Considering whether or not the AMC should be wind down, a two-case scenario is presented. First, the tail scenario is one where the AMCON ends up been an arm of the NDIC, just like Resolution Trust Corporation which later became a division of the Federal Deposit Insurance Corporation. On the other hand, the head scenario revolves round the corporation becoming more independent and winding down its balance-sheet. Moreover, rather than reward moral hazard, it must restructure its capital and be more profit oriented. Anything less will be self-injurious in the long term.
The total foreign exchange turnover for the month of July 2018 stood at $12.16 billion. Thereby putting foreign exchange turnover at the OTC hitting at a twelve month low. At the same time underlining a 36.16% decline compare to the previous month.
The dynamic was largely due to the dip in oil revenue coupled with depressed activity in the import and export window, as inflows from the import and export window slipped from $3.393 billion in June to $3.93 billion in July, reflective of 15.9% fall in inflows from the import and export window.
Fig 1: Import and Export Window
Holistically, the relative lean activity in foreign exchange turnover have led to increased intervention by the Central Bank, therefore underlining the budding time inconsistency in the current exchange rate policy. As such lean activity has piled pressure on the foreign exchange reserves, at the same time widening the premium on the Naira. The recent policy by the fiscal authorities to introduce a new minimum wage or high base pay pitches monetary policy up against a second round effect. While high base pay tend to revive consumption, however it ignores the macro imbalances and strong export concentration which causes a dent in consumption.
In the same vein, fixed income turnover for the month of June also dip by 21.4% from N7.85 trillion to N6.16 trillion. The decline was due to a slip in both Treasury bill turnover and federal government bond. However, the spread between the 3 month bill and 10 year federal government bond stood at 193 basis to close at 3.25%.
The increase refinancing of short term instrument via long term instrument underline government policy as it tilt toward more long term demand leading finance policy, evolving maturities left the market a flush with liquidity.
Fig 2: Fixed Income Turnover
Monday, August 20, 2018
The July 2018 Producer Price Index for Germany will be released this day.
Tuesday, August 21, 2018
Switzerland’s Trade Balance Statistics for July 2018 will be released this day just as New Zealand and Canada releases its Retail Sales Q2 2018 and Wholesale Sales June 2018 Report, respectively.
Wednesday, August 22, 2018
The National Bureau of Statistics will this day release the Nigerian Capital Importation Report for Q2 2018
Japan’s All Industry Activity Index Report for June 2018 will be released this day just as the United States releases its Retail Sales and Industrial Production Existing Home Sales Report for July 2018.
Thursday, August 23, 2018
The Institute of Directors will this day hold the Independent Directors Masterclass in Lagos, while the Association of Enterprise Risk Management Professionals Workshop holds its MCRE (Mandatory Continuing RISK Education) Workshop in Abuja.

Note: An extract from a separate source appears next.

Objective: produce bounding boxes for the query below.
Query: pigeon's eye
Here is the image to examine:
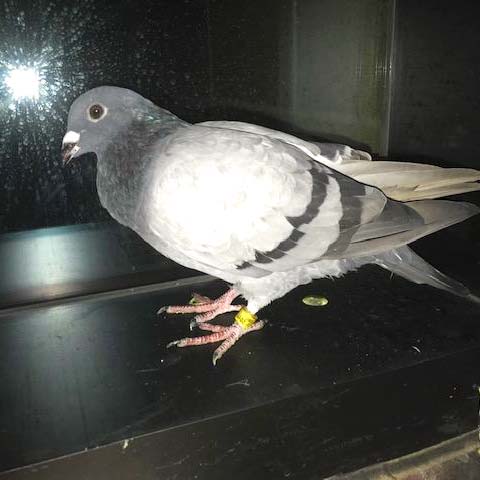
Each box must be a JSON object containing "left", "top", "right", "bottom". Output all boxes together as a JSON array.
[{"left": 88, "top": 104, "right": 106, "bottom": 121}]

Japan’s Inflation Report for July 2018 will be released this day.
Friday, August 24, 2018
The 25th Annual Lapo Development Forum and the 2018 Annual Seminar of the Employment and Industrial Law Committee of the Section on Business Law of the Nigeria Bar Association will hold this day.
France’s Consumer Confidence Report for August 2018 will be released this day, just as Germany releases its Gross Domestic Product Report for Q2 2018.